Guest Column: Financial services “can’t afford to overlook tech investment”


The 2014 Murray Inquiry into Australia’s financial system presented us with key findings on what the future might hold for financial services in Australia.

The 2014 Murray Inquiry into Australia’s financial system presented us with key findings on what the future might hold for financial services in Australia.

While there are arguably many aspects involved in creating a sustainable financial system, one component which financial institutions can’t afford to overlook is the investment in technology and how it is used to improve the customer experience and increase competition in banking.
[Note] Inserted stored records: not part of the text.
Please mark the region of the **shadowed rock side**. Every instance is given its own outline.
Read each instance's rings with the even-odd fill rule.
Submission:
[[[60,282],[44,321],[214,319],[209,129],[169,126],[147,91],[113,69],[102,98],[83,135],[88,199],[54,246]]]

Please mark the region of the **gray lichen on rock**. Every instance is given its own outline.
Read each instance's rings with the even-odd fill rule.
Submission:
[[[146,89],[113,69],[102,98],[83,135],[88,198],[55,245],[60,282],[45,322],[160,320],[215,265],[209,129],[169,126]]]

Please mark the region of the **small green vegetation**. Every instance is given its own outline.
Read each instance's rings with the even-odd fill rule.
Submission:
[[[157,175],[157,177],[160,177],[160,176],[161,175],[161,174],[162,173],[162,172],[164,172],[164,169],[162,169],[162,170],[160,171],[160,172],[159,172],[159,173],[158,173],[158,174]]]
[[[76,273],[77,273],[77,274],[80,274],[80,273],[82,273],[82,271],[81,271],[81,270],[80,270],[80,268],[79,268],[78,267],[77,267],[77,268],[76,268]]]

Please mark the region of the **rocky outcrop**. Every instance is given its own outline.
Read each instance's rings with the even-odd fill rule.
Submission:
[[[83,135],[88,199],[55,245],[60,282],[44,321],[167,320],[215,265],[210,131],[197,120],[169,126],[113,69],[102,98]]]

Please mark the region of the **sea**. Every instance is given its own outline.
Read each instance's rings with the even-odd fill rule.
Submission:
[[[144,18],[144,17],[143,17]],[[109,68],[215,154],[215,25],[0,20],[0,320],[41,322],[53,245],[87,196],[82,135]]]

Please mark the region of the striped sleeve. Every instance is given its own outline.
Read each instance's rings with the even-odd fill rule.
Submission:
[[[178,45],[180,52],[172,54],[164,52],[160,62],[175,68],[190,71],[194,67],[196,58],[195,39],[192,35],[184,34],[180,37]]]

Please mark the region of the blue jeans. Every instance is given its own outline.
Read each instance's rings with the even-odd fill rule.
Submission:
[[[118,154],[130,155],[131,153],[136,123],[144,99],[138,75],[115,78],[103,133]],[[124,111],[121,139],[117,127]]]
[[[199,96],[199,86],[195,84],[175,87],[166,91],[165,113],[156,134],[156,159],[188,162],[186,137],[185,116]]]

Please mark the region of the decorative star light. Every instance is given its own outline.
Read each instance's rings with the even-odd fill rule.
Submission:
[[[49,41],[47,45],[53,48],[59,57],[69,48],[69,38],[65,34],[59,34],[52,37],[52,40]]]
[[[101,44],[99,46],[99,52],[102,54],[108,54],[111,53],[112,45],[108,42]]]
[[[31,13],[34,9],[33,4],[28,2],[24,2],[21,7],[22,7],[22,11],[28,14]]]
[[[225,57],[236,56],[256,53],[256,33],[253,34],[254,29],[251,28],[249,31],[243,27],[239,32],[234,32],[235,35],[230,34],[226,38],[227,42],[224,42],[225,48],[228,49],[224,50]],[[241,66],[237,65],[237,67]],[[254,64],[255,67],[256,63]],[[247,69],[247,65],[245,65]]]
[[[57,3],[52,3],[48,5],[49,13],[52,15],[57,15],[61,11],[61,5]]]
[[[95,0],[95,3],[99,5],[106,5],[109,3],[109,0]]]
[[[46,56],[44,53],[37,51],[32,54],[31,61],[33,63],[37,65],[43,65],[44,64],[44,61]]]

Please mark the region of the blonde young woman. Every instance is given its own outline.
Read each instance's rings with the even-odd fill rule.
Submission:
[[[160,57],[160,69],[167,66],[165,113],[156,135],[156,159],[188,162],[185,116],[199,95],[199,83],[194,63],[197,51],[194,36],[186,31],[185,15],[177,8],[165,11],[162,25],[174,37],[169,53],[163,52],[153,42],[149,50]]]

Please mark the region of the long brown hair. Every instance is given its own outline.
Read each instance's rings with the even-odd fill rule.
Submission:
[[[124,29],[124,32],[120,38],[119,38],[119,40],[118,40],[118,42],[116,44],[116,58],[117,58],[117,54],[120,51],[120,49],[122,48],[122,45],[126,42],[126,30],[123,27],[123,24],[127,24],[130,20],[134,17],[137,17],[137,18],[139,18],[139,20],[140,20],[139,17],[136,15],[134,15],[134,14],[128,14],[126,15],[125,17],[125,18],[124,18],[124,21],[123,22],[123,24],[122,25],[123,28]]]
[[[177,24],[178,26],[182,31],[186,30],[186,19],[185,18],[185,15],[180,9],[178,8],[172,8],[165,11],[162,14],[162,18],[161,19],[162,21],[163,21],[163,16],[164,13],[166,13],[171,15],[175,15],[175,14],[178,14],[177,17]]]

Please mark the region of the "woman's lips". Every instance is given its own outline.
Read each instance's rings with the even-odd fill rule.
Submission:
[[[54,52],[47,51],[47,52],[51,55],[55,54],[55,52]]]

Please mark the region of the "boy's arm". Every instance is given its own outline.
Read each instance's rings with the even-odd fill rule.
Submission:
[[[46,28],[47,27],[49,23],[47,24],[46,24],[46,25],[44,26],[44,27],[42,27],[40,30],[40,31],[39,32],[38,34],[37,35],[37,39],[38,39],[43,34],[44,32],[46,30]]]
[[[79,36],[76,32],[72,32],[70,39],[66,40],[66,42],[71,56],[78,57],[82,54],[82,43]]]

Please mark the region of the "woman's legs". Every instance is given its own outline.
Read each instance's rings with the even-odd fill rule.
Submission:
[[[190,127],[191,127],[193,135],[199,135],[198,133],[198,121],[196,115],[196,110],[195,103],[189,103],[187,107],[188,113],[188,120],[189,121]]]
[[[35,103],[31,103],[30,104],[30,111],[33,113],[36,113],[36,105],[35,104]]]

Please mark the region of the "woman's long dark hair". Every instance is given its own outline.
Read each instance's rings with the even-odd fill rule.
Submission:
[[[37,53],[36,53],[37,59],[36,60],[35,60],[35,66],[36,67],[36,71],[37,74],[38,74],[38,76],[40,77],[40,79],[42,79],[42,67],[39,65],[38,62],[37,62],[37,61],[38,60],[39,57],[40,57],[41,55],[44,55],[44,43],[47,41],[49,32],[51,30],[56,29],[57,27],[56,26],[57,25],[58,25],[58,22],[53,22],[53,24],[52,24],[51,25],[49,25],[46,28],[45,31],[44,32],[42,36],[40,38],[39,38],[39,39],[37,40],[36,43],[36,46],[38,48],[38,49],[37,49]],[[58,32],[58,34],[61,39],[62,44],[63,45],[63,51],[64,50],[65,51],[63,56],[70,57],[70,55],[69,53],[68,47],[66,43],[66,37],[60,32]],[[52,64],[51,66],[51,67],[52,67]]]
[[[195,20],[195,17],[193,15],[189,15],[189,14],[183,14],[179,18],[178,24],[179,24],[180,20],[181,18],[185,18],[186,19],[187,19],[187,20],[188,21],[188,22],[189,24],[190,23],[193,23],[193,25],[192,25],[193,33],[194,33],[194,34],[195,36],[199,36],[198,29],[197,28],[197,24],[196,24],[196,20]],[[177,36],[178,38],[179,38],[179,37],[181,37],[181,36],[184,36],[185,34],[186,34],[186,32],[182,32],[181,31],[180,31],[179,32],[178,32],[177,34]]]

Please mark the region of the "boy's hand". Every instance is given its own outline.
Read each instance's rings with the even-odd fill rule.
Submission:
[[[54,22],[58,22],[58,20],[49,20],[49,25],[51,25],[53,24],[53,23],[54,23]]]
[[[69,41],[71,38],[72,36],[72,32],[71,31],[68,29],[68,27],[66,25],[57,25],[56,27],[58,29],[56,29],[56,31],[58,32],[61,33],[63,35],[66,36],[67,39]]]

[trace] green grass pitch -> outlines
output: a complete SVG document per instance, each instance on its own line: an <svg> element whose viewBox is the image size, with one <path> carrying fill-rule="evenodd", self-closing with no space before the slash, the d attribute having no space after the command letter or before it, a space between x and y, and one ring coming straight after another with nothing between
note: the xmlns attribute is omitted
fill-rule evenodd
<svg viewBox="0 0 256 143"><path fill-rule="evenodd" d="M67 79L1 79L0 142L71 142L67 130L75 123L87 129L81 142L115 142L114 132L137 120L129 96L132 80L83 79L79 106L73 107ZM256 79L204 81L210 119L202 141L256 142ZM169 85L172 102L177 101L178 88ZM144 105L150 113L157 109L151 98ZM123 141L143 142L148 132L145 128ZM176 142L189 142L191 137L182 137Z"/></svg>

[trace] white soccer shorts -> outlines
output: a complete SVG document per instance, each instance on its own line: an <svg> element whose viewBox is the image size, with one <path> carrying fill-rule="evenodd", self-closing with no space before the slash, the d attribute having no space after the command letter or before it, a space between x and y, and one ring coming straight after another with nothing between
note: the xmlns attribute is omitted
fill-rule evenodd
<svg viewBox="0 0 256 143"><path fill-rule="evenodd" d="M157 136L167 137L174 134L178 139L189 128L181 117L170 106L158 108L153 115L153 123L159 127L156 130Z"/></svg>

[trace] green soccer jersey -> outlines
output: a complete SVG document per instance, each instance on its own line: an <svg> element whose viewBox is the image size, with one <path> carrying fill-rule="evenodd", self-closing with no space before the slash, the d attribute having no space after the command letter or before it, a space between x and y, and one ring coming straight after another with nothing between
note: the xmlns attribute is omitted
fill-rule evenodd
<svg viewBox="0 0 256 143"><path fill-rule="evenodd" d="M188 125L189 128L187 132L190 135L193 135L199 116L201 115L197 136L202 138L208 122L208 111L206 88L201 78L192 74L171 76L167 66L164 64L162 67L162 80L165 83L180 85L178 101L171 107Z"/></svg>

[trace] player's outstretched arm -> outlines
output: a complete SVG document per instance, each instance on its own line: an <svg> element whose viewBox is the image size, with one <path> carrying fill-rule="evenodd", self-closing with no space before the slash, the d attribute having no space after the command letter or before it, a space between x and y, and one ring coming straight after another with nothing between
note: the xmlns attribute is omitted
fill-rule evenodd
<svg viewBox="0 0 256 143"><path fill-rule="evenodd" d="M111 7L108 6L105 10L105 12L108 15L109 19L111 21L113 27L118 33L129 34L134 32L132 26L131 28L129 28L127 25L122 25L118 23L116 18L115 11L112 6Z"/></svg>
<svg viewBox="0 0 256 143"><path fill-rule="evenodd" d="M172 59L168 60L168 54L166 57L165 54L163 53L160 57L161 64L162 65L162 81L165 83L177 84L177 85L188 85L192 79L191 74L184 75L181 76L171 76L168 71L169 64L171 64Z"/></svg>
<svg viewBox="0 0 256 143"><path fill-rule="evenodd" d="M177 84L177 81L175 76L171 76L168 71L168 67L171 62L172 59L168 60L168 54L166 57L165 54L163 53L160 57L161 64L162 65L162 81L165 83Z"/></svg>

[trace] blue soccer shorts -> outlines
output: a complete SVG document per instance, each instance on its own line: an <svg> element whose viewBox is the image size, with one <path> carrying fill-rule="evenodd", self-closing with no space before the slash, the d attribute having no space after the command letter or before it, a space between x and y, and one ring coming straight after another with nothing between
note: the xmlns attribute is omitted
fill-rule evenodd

Improving customer experience

There is no doubt that technology plays a huge role in the way we live our lives today. From streaming music digitally to shopping online, we are used to doing things from the comfort of our smartphone or PC – and doing our banking is no different. Even at a very basic level, people expect to be able to interact with their financial institution anywhere, anytime and on any device. Gen Y, in particular, has grown up online and engaging digitally comes as second nature. It is customer behaviour such as this which is largely driving innovation.

We have seen a clear trend in recent years whereby Australians have shown a greater affinity for personal finance management. The good news is that technology is moving at such a pace that there are few limitations around what we are able to achieve in order to help them do so. On the flipside, it can be all too easy to get caught up in what we are capable of doing using technology, rather than what we should be doing to deliver real benefits to the customer. Therefore, the challenge I see for financial services organisations is to truly understand what the customer values first and then go ahead and deliver on that.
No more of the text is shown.